The district got some good news from the state recently. For the first time in several years, the district will not see a direct cut in its per pupil funding – but rather a funding increase of 55 cents per student.

Although the projected $3,300 extra in funding the increase produces, however, doesn't put a dent in the approximately $8 million in cuts the district has had to make over the past decade, Superintendent Mark MacHale said last week, “It's good news in light of significant cuts.”

The Montrose School District still faces $1.5 million in increased costs for its 2012-13 school year, the result of projected increases in transportation, health care and retirements, and a decrease in its student population, MacHale said.

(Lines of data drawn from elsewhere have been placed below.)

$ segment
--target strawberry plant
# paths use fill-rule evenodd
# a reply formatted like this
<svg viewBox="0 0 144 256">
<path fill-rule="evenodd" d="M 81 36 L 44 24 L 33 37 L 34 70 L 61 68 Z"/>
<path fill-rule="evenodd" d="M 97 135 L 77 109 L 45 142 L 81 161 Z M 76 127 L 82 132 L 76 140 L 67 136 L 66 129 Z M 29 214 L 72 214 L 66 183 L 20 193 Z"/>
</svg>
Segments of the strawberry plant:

MacHale has been addressing a variety of issues in public meetings for the last school year that range from academic achievement to staffing and budget cuts and deteriorating facilities.

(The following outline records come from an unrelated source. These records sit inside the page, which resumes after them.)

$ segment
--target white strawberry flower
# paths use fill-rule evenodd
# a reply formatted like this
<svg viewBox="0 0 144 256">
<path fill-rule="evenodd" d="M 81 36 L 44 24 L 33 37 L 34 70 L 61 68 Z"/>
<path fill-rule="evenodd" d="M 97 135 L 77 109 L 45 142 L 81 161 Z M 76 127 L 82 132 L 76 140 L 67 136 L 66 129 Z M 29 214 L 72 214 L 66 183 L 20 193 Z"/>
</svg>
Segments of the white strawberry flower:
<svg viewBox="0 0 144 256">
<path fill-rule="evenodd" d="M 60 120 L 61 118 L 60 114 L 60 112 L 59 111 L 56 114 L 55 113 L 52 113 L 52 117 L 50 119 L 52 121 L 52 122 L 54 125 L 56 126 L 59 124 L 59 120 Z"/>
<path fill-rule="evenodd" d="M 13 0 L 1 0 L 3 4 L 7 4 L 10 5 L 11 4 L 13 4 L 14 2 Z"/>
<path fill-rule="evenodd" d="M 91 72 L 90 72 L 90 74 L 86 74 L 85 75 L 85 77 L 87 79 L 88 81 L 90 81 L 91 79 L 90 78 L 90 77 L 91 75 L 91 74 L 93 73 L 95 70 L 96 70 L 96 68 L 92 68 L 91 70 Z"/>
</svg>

As a result of his efforts, a Community School Improvement Team has been formed and has developed three priorities for the district: student achievement, recruitment and retention and facilities.

“There were up to 80 people at those meetings,” said Melanie Hall, executive director of the Montrose Community Foundation, which facilitated the sessions. “A smaller group emerged from the last meeting.”

Although some things can be done without extra money, MacHale said the big improvements need more funding. The CSIT, which now consists of about 20 community members, will look at options over the next few months and then present recommendations to the school board.

“Extra investment is needed to improve our school district,” MacHale said. “We are a big economic indicator, as the community's largest employer. If we let people go, or hire people back, it is felt by the community.”

The group met for its first time Tuesday, and Hall said it will begin to look more closely at the budget and different funding options, as well as the other priorities.

At a CSIT meeting in Olathe, the group graded all funding options and a mill levy and sales tax emerged as A+ options.

“A deeper analysis is what the task force is going to do,” Hall said.

Meanwhile, MacHale said the district is exploring ways to save money.

Over the summer, a firm will evaluate the district's entire system as part of an intergovernmental agreement between the district and the Colorado Governor's Energy Office. The evaluation will pinpoint energy savings throughout the district's buildings and produce an audit that will assist the Governor's Energy Office in providing project ideas and management, as well as possible financing, for any improvements the district decides to move forward with, according to district officials.

A timeline for the release of the audit has not yet been set.